Wooden Graveboard In The Churchyard Of St Margaret'S is a Grade II listed building in the Dartford local planning authority area, England. First listed on 6 July 2009. Graveboard.
Wooden Graveboard In The Churchyard Of St Margaret'S
- WRENN ID
- calm-chalk-amber
- Grade
- II
- Local Planning Authority
- Dartford
- Country
- England
- Date first listed
- 6 July 2009
- Type
- Graveboard
- Source
- Historic England listing
Description
Wooden graveboard in the churchyard of St Margaret's. Dated 1859. The graveboard is a long, horizontal board, likely made of oak, morticed into square-section posts with moulded, waisted, pyramidal finials. The finials are in poor condition, particularly the one on the right. The front of the board has an incised inscription reading 'IN MEMORY OF ANN ROGERS/ Died Sep 13 1859 Aged/ 61 years'. The reverse bears the epitaph 'BE YE ALWAYS READY', and the quality of the lettering is high. The graveboard is located approximately 15 metres north of the Church of St Margaret’s.

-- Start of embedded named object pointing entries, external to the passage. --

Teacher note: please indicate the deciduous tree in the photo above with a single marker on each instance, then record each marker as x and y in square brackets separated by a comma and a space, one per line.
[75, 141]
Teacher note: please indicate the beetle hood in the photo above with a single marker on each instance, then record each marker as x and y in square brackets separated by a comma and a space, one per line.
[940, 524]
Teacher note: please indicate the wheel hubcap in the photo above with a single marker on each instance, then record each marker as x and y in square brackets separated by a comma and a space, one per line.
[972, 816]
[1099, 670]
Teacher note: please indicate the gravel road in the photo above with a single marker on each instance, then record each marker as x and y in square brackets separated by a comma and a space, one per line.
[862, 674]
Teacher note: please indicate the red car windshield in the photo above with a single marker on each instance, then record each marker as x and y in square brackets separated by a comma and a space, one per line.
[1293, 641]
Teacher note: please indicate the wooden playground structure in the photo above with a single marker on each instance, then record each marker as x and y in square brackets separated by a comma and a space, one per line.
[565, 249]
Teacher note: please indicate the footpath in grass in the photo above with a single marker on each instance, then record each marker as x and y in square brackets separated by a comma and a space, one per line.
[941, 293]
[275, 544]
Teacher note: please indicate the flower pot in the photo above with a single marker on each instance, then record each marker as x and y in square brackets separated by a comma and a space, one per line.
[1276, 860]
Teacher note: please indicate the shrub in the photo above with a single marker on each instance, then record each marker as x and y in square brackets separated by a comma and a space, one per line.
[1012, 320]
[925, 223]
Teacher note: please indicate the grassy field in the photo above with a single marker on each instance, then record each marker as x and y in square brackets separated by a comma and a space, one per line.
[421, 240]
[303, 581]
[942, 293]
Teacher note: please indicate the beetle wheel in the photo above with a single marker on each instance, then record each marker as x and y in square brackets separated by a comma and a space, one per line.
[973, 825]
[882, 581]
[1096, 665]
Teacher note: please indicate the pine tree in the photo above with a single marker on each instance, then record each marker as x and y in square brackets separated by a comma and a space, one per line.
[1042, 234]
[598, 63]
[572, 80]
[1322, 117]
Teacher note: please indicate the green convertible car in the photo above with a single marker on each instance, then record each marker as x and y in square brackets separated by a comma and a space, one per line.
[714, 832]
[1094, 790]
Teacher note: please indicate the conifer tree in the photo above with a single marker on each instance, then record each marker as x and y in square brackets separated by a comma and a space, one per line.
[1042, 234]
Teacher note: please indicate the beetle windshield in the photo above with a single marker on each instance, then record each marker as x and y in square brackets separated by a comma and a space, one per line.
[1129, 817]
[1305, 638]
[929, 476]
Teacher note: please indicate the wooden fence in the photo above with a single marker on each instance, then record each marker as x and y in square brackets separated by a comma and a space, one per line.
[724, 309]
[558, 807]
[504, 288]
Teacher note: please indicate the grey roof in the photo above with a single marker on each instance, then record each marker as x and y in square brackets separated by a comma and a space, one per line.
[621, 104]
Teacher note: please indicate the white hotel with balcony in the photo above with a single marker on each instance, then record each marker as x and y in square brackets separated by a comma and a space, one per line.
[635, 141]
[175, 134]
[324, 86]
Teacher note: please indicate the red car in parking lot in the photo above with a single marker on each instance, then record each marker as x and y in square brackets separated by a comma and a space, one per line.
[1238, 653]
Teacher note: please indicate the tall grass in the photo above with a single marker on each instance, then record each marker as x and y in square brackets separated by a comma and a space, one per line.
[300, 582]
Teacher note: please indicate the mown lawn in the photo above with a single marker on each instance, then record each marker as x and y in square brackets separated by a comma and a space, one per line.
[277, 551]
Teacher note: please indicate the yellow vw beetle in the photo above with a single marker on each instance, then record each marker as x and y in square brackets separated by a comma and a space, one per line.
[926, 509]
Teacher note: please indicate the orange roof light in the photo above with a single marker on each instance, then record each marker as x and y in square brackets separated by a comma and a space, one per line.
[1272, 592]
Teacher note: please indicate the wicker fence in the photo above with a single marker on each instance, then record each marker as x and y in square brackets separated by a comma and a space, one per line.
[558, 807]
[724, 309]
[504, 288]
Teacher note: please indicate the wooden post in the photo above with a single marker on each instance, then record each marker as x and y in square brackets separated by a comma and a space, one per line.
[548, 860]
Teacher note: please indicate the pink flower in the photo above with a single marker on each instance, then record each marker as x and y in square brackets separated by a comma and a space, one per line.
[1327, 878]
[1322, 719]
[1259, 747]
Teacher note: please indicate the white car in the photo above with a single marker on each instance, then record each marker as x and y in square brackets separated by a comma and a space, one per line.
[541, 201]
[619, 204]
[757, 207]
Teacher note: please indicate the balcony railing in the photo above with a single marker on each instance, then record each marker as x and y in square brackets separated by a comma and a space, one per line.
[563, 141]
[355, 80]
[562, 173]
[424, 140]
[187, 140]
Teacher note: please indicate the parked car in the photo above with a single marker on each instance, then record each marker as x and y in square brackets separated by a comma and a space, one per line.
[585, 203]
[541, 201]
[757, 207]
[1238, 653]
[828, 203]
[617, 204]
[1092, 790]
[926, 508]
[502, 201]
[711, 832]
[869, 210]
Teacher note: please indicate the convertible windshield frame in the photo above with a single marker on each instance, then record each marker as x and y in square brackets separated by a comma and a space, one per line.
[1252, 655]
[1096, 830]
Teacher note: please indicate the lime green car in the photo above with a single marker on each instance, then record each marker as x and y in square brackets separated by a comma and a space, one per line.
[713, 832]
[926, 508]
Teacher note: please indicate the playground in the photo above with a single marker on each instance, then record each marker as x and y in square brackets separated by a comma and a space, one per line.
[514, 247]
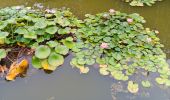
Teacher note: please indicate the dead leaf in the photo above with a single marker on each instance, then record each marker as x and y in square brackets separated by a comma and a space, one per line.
[17, 69]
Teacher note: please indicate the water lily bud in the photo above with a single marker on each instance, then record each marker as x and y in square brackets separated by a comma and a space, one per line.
[104, 45]
[129, 20]
[112, 11]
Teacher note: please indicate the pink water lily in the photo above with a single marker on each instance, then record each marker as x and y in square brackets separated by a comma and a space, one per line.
[105, 15]
[148, 40]
[50, 11]
[18, 7]
[112, 11]
[156, 31]
[104, 45]
[129, 20]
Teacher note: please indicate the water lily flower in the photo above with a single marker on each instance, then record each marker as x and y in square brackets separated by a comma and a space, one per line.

It was erected in memory of Anne Rogers, who died on 10 October 1859, aged 61. The memorial was recorded in 1920 by the antiquarian Leland L Duncan, who documented inscriptions in over 80 Kent churchyards. The graveboard would have been positioned longitudinally along the grave. Such wooden graveboards were once common in English churchyards, especially in southern counties where good monumental stone was scarce, including Surrey, Kent, and the Chilterns area. However, due to the vulnerability of timber to decay, surviving examples, particularly from the 18th and 19th centuries, are now rare. By the late 1850s, a wooden grave marker probably indicated either relative poverty or a preference for tradition, as the Industrial Revolution and the railways had made stone headstones more affordable.
The group value of this graveboard lies in its rarity as a Victorian wooden graveboard, the quality of its carved inscription, and its historical significance as a type of funeral monument which became largely obsolete due to the increased availability of affordable monumental stone.